Starting with Redis 2.8, it is possible to configure a Redis master to accept write queries only if at least N slaves are currently connected to the master.

However, because Redis uses asynchronous replication it is not possible to ensure the slave actually received a given write, so there is always a window for data loss.

This is how the feature works:

Redis slaves ping the master every second, acknowledging the amount of replication stream processed.
Redis masters will remember the last time it received a ping from every slave.
The user can configure a minimum number of slaves that have a lag not greater than a maximum number of seconds.

If there are at least N slaves, with a lag less than M seconds, then the write will be accepted.

You may think of it as a best effort data safety mechanism, where consistency is not ensured for a given write, but at least the time window for data loss is restricted to a given number of seconds. In general bound data loss is better than unbound one.

If the conditions are not met, the master will instead reply with an error and the write will not be accepted.

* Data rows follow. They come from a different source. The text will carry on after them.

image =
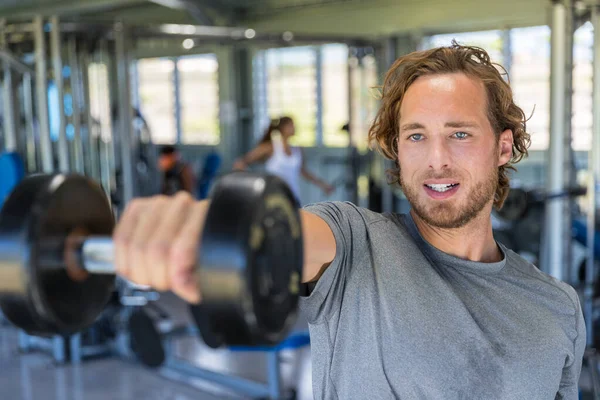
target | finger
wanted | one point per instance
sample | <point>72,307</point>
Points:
<point>184,254</point>
<point>123,234</point>
<point>159,245</point>
<point>139,261</point>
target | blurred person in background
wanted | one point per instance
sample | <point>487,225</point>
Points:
<point>176,174</point>
<point>281,158</point>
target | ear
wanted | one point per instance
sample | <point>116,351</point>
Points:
<point>505,142</point>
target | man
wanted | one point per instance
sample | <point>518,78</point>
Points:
<point>176,175</point>
<point>419,306</point>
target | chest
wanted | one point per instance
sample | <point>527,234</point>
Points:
<point>441,334</point>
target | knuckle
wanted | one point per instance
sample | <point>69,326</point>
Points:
<point>183,197</point>
<point>182,254</point>
<point>158,250</point>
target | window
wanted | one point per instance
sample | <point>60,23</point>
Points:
<point>199,92</point>
<point>530,80</point>
<point>291,89</point>
<point>581,123</point>
<point>157,98</point>
<point>335,94</point>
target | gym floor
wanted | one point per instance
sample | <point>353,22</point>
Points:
<point>35,376</point>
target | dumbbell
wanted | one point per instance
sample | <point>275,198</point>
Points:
<point>57,271</point>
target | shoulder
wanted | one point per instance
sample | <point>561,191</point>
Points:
<point>347,211</point>
<point>543,284</point>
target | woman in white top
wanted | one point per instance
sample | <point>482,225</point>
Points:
<point>281,158</point>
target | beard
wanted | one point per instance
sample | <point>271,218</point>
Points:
<point>450,214</point>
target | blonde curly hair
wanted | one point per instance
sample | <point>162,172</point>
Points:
<point>503,113</point>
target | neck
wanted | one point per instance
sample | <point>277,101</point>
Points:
<point>473,242</point>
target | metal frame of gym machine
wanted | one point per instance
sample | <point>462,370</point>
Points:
<point>566,16</point>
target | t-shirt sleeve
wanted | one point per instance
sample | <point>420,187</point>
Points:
<point>347,222</point>
<point>569,383</point>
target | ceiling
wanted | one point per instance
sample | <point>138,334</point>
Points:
<point>366,18</point>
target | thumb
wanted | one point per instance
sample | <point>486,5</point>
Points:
<point>184,285</point>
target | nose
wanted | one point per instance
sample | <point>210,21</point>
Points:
<point>439,154</point>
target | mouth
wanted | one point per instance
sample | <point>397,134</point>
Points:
<point>441,191</point>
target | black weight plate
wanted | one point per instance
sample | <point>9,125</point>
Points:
<point>250,265</point>
<point>43,209</point>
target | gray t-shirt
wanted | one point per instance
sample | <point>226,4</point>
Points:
<point>393,317</point>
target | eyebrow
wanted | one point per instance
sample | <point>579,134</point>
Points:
<point>451,124</point>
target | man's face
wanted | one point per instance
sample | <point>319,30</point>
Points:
<point>447,150</point>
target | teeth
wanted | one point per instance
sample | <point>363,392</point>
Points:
<point>441,187</point>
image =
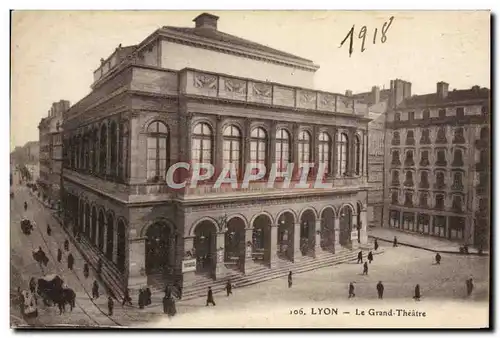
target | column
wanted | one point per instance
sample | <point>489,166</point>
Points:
<point>188,261</point>
<point>271,254</point>
<point>317,238</point>
<point>115,243</point>
<point>220,268</point>
<point>336,227</point>
<point>218,153</point>
<point>248,250</point>
<point>363,235</point>
<point>295,253</point>
<point>136,260</point>
<point>354,232</point>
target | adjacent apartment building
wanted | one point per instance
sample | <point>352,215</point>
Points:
<point>50,138</point>
<point>198,95</point>
<point>438,160</point>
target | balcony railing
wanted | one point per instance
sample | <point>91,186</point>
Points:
<point>439,186</point>
<point>424,163</point>
<point>410,141</point>
<point>424,185</point>
<point>201,83</point>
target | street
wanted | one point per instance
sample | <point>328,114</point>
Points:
<point>400,269</point>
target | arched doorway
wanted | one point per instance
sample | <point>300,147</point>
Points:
<point>307,230</point>
<point>234,243</point>
<point>205,247</point>
<point>102,225</point>
<point>345,220</point>
<point>328,230</point>
<point>87,221</point>
<point>93,233</point>
<point>159,248</point>
<point>121,246</point>
<point>359,223</point>
<point>261,239</point>
<point>110,227</point>
<point>286,225</point>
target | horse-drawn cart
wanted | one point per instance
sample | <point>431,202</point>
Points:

There are two configuration parameters for this feature:

min-slaves-to-write <number of slaves>
min-slaves-max-lag <number of seconds>

For more information, please check the example redis.conf file shipped with the Redis source distribution.

The INFO and ROLE command

There are two Redis commands that provide a lot of information on the current replication parameters of master and slave instances. One is INFO. If the command is called with the replication argument as INFO replication only information relevant to the replication are displayed. Another more computer-friendly command is ROLE, that provides the replication status of masters and slaves together with their replication offsets, list of connected slaves and so forth.

Partial resynchronizations after restarts and failovers

Since Redis 4.0, when an instance is promoted to master after a failover, it will be still able to perform a partial resynchronization with the slaves of the old master. To do so, the slave remembers the old replication ID and offset of its former master, so can provide part of the backlog to the connecting slaves even if they ask for the old replication ID.

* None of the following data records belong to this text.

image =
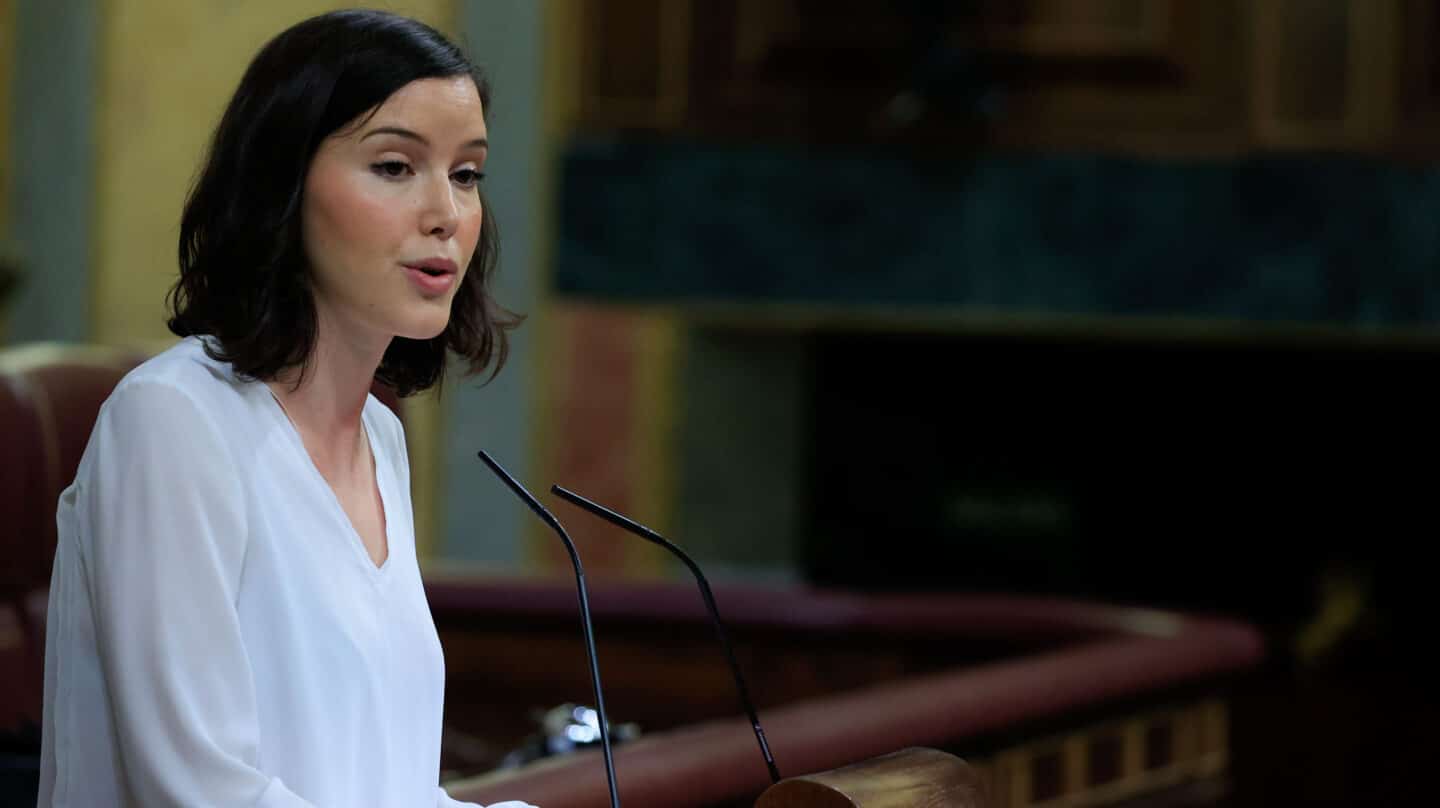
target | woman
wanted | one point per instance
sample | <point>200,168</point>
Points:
<point>236,615</point>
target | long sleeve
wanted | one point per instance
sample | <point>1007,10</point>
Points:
<point>166,536</point>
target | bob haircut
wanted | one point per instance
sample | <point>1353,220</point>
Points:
<point>244,277</point>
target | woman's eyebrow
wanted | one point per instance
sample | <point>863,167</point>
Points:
<point>418,137</point>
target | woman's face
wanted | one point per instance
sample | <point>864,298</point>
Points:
<point>392,213</point>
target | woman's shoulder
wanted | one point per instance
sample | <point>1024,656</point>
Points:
<point>388,427</point>
<point>182,373</point>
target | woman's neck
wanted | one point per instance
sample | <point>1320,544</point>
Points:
<point>330,396</point>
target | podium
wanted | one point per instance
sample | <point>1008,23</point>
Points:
<point>1047,700</point>
<point>910,778</point>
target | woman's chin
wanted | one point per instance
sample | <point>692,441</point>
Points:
<point>424,329</point>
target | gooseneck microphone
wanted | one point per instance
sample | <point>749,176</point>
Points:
<point>704,592</point>
<point>585,614</point>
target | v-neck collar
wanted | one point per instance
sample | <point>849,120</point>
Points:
<point>356,540</point>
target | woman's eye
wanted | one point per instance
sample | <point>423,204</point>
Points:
<point>468,177</point>
<point>390,169</point>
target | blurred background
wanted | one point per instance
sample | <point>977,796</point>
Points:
<point>1121,300</point>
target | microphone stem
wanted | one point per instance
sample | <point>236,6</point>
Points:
<point>585,614</point>
<point>619,520</point>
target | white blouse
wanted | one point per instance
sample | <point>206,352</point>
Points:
<point>216,633</point>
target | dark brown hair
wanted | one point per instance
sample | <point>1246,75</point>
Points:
<point>244,278</point>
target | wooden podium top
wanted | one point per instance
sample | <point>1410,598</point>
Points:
<point>910,778</point>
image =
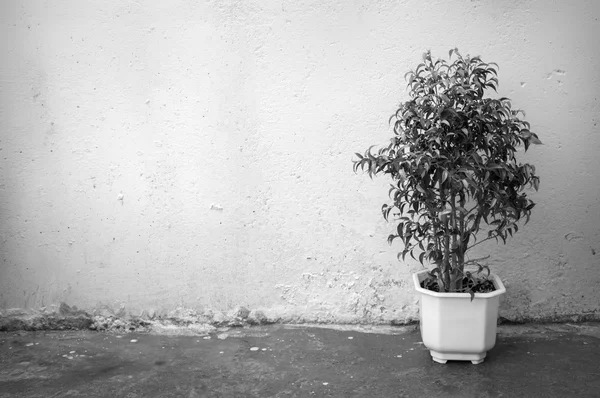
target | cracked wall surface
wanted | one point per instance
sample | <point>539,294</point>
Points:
<point>174,155</point>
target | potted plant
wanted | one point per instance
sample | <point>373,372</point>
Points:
<point>455,178</point>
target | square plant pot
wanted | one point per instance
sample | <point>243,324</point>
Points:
<point>455,328</point>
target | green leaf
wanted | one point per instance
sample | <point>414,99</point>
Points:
<point>534,140</point>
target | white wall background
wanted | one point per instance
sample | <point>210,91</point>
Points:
<point>158,154</point>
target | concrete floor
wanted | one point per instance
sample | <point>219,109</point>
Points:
<point>286,361</point>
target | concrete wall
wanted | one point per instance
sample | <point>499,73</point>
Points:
<point>165,154</point>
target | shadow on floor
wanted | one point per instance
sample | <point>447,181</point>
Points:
<point>288,361</point>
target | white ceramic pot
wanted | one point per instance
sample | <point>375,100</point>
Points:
<point>455,328</point>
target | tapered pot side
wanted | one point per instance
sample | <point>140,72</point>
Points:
<point>454,327</point>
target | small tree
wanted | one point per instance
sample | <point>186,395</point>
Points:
<point>453,166</point>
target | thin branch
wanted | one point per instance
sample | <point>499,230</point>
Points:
<point>475,260</point>
<point>481,241</point>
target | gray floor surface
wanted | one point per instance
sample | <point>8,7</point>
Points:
<point>297,361</point>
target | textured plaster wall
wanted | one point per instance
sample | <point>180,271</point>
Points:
<point>167,154</point>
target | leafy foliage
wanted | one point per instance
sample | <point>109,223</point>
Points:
<point>453,166</point>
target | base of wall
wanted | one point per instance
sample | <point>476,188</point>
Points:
<point>192,322</point>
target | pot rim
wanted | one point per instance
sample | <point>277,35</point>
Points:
<point>420,275</point>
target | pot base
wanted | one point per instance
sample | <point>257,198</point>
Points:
<point>441,357</point>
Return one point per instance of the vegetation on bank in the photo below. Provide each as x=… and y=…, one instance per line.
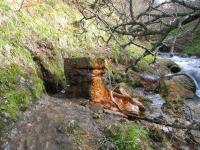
x=193, y=47
x=128, y=136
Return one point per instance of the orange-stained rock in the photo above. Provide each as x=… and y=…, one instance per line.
x=85, y=78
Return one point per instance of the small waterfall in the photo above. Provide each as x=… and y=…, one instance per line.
x=191, y=67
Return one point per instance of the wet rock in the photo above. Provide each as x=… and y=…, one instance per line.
x=85, y=76
x=195, y=135
x=176, y=90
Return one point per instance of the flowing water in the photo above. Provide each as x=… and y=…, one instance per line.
x=191, y=67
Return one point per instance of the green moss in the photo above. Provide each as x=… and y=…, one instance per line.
x=128, y=136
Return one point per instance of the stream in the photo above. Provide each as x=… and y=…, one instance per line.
x=189, y=66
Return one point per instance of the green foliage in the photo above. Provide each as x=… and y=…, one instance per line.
x=193, y=47
x=129, y=137
x=15, y=101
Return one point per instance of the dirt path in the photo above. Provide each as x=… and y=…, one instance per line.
x=54, y=124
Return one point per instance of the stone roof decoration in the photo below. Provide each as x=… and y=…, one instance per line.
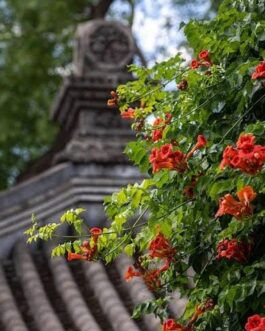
x=84, y=165
x=103, y=46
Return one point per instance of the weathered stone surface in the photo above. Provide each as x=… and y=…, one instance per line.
x=103, y=45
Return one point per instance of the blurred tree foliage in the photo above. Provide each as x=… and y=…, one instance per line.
x=35, y=51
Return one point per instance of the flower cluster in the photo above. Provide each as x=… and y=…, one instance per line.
x=228, y=205
x=160, y=248
x=150, y=277
x=233, y=250
x=88, y=249
x=171, y=325
x=255, y=323
x=113, y=102
x=259, y=71
x=165, y=158
x=182, y=85
x=246, y=156
x=203, y=60
x=128, y=114
x=159, y=126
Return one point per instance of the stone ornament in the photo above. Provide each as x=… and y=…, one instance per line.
x=103, y=46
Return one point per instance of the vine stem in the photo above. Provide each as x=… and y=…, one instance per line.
x=240, y=118
x=127, y=235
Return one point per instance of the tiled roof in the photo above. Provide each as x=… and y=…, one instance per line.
x=43, y=294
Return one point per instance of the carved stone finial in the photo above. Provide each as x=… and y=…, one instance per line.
x=102, y=46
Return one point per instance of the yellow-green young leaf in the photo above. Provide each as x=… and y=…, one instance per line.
x=76, y=246
x=79, y=211
x=129, y=249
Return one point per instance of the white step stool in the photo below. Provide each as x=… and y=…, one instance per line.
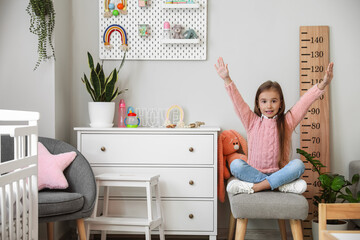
x=107, y=223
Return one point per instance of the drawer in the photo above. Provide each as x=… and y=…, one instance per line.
x=177, y=214
x=174, y=182
x=147, y=149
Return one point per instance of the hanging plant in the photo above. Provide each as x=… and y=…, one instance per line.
x=42, y=23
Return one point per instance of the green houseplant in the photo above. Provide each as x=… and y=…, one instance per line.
x=103, y=91
x=101, y=88
x=333, y=188
x=42, y=24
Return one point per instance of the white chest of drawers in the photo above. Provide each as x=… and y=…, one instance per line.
x=186, y=160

However the new replication ID of the promoted slave will be different, since it constitutes a different history of the data set. For example, the master can return available and can continue accepting writes for some time, so using the same replication ID in the promoted slave would violate the rule that a of replication ID and offset pair identifies only a single data set.

Moreover slaves when powered off gently and restarted, are able to store in the RDB file the information needed in order to resynchronize with their master. This is useful in case of upgrades. When this is needed, it is better to use the SHUTDOWN command in order to perform a save & quit operation on the slave.

It is not possilbe to partially resynchronize a slave that restarted via the AOF file. However the instance may be turned to RDB persistence before shutting down it, than can be restarted, and finally AOF can be enabled again.